(MTL S01E02) Metal Architecture
To use something effectively, it’s important to understand how it works. In this article, I’ll give a brief overview of how Metal operates and what you need to know to get started. Honestly, I wish I had this knowledge when Metal first launched, as it would’ve made my transition from OpenGL much smoother. So, let’s dive in (for more fun I used illustrations from Factorio)!
Entities Overview
Metal includes many different entities, most of which are represented by protocols. Their actual implementations are managed by the system and can vary slightly depending on the chipset, platform, or whether you’re in release or debug mode. Technically, you could write your own implementation if needed (but I never met any cases for it). For now, let’s focus on the most commonly used ones:
Device
This represents the hardware where all computations take place (rendering is a form of computation too). It’s also where we store our objects and resources.
Buffer
A block of memory used to store your data (meshes, parameters, etc). While there are various nuances regarding optimization, memory sharing, and access, I’ll cover those details in future articles. Buffers are allocated on GPU side and you operate just references to them.
Texture
Essentially, an image stored in memory. It shares many similarities with a buffer, but includes additional metadata like texture size, format, and other attributes.
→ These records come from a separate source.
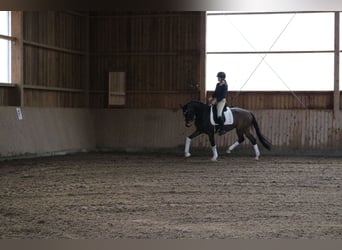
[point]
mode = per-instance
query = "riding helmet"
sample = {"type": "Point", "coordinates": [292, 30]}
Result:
{"type": "Point", "coordinates": [221, 75]}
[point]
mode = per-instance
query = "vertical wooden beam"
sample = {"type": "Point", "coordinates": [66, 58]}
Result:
{"type": "Point", "coordinates": [202, 56]}
{"type": "Point", "coordinates": [17, 65]}
{"type": "Point", "coordinates": [87, 61]}
{"type": "Point", "coordinates": [337, 65]}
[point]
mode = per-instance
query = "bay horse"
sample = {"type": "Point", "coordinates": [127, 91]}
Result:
{"type": "Point", "coordinates": [199, 113]}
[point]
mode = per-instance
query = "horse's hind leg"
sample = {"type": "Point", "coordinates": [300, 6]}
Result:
{"type": "Point", "coordinates": [255, 145]}
{"type": "Point", "coordinates": [237, 143]}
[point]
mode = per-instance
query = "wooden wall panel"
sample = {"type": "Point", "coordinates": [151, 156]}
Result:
{"type": "Point", "coordinates": [160, 53]}
{"type": "Point", "coordinates": [55, 28]}
{"type": "Point", "coordinates": [280, 100]}
{"type": "Point", "coordinates": [49, 98]}
{"type": "Point", "coordinates": [9, 96]}
{"type": "Point", "coordinates": [289, 130]}
{"type": "Point", "coordinates": [54, 59]}
{"type": "Point", "coordinates": [49, 68]}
Same as buffers, textures are allocated on GPU side amd operated through references.
Pipeline
This defines how your function or group of functions (including shaders, which are functions too) are executed on the GPU to process your data.
Command Queue
The command queue is responsible for sending commands from the CPU to the GPU. Think of it like a railway system, where the CPU is one station, the GPU is the other, and the command queue serves as the tracks connecting them.
Command Buffer
You can’t send individual commands directly; they need to be grouped together. In our analogy, think of a command buffer as a train: you attach different cars (commands), load them up, and send them off to the GPU.
Command Encoder
This represents a specific action we need the GPU to perform, such as compute, blit, or render (which we’ll cover in more detail in the next series). In our analogy, it’s like a train car where we load several actions of the same type, as long as there are no conflicts between the targets. All the necessary resources are also loaded into this car.
How it works (basic examples)
1. Create a device object: `MTLDevice`
2. Set up the necessary objects, such as buffers, textures and the basic pipeline.
3. Create a command queue on the device: `MTLCommandQueue`
1. Create a command buffer on the queue: `MTLCommandBuffer`
1. Inside the command buffer, create a compute encoder: `MTLRenderCommandEncoder`
1. Set your computing pipeline in the encoder.
2. Attach a buffer for putting there results (i.e. mesh)
3. Dispatch thread groups (computing units)
2. End encoding (this finalizes the "loading" of the computing wagon).
3. Create another render encoder: `MTLRenderCommandEncoder` for rendering into the texture
1. Set your rendering pipeline in the encoder.
2. Attach the buffer with mesh.
3. Call a draw method.
4. End encoding (this finalizes the "loading" of the rendering wagon).
2. Commit the command buffer (sends the "train" to its destination).
3. Optionally, wait for the buffer to start or finish executing, if necessary.
As you can see, it’s quite simple if you focus on the principles rather than the boilerplate code (which isn’t too heavy anyway). You might ask, how do you see the results? You can download the contents of your buffers or textures (if allowed), so there’s no need for views or surfaces. This enables you to perform off-screen computing or rendering, even in a console application.
Conclusion
- Metal’s principles are quite straightforward (but if anything is unclear, please share your feedback and I’ll do my best to explain it more clearly).
- The basic resources include buffers (for data), textures (for images), and pipelines (for functions).
- Think of the device as having a railroad (command queue) between the CPU and GPU. This railroad is used to send trains (command buffers) with wagons (command encoders) that carry specific operations for the GPU to execute.